Nadie piense, sin embargo, que Rusia y Emiratos han puesto todas las manzanas en la misma cesta sudanesa. Cotejan en paralelo al Ejército regular y no le harían ascos a que el país se hundiera en una guerra. Así no tendrían que lidiar con un poder estructurado y unificado. Más y mejor negocio.
Tampoco es que el Ejército de Al-Burhane sean las «hermanitas de la caridad». Controla buena parte de la economía del país, incluido el primer banco sudanés. Y, además de sus buenas relaciones con Israel –de ahí su intento de sumar a Sudán a los Acuerdos de Abraham–, cuenta con el padrinazgo de Egipto (el general pasó por la academia militar de Egipto y es amigo personal del mariscal golpista egipcio, Abdelfattah al-Sissi).
No hay que olvidar que Sudán, el antiguo y ancestral imperio de Nubia –que dio a Egipto los «faraones negros»–, logró doblemente su independencia de Gran Bretaña y de Egipto en 1956 con la descolonización.
Comparte 1.200 kilómetros con Egipto (alberga más pirámides que su vecino), además del Nilo. Entre 3 y 6 millones de sudaneses trabajan como emigrantes en Egipto.
Analistas aseguran que el despliegue de soldados egipcios en la isla de Meroe, 220 kilómetros al norte de la capital, Jartum, y que alberga un sitio arqueológico Patrimonio Mundial de la Humanidad, fue la gota que colmó el vaso y forzó la movilización de los paramilitares de la RSF.

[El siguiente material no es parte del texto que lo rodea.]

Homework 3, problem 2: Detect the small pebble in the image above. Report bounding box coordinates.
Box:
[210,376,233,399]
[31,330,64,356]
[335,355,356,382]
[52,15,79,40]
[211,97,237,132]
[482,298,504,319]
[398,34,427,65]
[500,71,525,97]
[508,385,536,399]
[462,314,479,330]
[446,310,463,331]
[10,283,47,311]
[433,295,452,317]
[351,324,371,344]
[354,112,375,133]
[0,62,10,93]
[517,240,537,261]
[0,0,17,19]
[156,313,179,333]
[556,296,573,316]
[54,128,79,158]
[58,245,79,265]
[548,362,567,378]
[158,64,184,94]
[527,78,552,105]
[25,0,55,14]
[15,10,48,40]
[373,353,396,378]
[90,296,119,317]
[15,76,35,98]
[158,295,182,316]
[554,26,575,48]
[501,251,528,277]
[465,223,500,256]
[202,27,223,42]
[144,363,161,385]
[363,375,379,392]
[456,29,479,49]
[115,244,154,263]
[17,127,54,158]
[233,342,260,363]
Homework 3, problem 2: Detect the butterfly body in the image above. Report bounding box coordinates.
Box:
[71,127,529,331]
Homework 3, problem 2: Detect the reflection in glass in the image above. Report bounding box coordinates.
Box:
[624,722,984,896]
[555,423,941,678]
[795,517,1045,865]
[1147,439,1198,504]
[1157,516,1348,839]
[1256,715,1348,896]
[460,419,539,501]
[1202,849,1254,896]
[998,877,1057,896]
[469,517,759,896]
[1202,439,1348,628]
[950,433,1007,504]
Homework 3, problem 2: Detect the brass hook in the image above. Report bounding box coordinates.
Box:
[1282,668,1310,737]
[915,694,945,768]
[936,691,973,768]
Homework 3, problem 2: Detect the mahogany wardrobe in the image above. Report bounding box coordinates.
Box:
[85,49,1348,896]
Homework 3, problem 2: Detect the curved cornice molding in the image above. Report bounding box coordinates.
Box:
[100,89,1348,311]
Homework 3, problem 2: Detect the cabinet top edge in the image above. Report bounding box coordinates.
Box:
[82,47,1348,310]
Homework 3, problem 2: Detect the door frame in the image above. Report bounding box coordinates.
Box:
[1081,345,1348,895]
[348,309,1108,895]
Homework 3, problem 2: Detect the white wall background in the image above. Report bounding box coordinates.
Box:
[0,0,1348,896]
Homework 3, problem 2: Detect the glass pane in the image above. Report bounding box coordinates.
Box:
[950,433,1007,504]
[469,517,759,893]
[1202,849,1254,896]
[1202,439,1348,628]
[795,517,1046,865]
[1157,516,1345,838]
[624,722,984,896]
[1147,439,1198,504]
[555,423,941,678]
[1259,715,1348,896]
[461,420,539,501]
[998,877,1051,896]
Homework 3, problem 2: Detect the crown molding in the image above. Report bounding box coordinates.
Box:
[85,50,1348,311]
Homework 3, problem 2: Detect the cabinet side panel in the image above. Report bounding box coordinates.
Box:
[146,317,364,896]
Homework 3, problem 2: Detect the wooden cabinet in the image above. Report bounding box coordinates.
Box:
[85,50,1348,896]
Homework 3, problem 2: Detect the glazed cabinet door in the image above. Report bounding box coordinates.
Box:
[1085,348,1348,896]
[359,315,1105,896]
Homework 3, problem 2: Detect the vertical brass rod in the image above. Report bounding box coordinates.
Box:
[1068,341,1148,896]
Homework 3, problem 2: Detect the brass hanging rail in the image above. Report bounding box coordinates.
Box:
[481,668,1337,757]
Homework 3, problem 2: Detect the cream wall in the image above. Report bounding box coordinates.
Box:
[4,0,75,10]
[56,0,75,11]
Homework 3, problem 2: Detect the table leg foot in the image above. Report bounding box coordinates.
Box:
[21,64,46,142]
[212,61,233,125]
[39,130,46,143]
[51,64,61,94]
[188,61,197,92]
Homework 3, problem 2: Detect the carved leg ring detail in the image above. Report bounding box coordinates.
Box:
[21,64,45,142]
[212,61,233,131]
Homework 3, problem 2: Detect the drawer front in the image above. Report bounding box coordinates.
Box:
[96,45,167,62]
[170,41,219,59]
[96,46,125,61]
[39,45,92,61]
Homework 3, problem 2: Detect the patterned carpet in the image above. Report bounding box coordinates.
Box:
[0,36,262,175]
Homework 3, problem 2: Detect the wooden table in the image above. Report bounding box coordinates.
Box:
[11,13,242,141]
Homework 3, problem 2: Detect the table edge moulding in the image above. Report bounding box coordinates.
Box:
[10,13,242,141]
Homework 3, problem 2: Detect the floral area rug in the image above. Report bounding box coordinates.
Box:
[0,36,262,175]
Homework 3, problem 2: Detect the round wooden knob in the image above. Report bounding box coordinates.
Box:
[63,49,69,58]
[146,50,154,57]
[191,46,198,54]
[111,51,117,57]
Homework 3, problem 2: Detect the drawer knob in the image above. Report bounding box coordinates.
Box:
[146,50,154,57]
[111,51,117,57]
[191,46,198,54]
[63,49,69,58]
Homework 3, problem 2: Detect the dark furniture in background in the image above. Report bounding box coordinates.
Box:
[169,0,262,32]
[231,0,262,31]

Más aún, apuntan a que El Cairo trató de dinamitar las negociaciones para retomar el proceso de transición, movilizando a partidarios del antiguo régimen para socavar los diálogos, fomentados por la ONU, la Unión Africana, EEUU, países europeos, Arabia Saudí y Emiratos.
En definitiva, asistimos a una nueva –vieja– guerra africana en la que el injerencismo no es exclusivo, ni mucho menos, de Occidente.
Y eso que no hemos mencionado a China, el gran y silencioso agente internacional en África, continente del que es ya el primer socio comercial y el que ya ha desembarcado.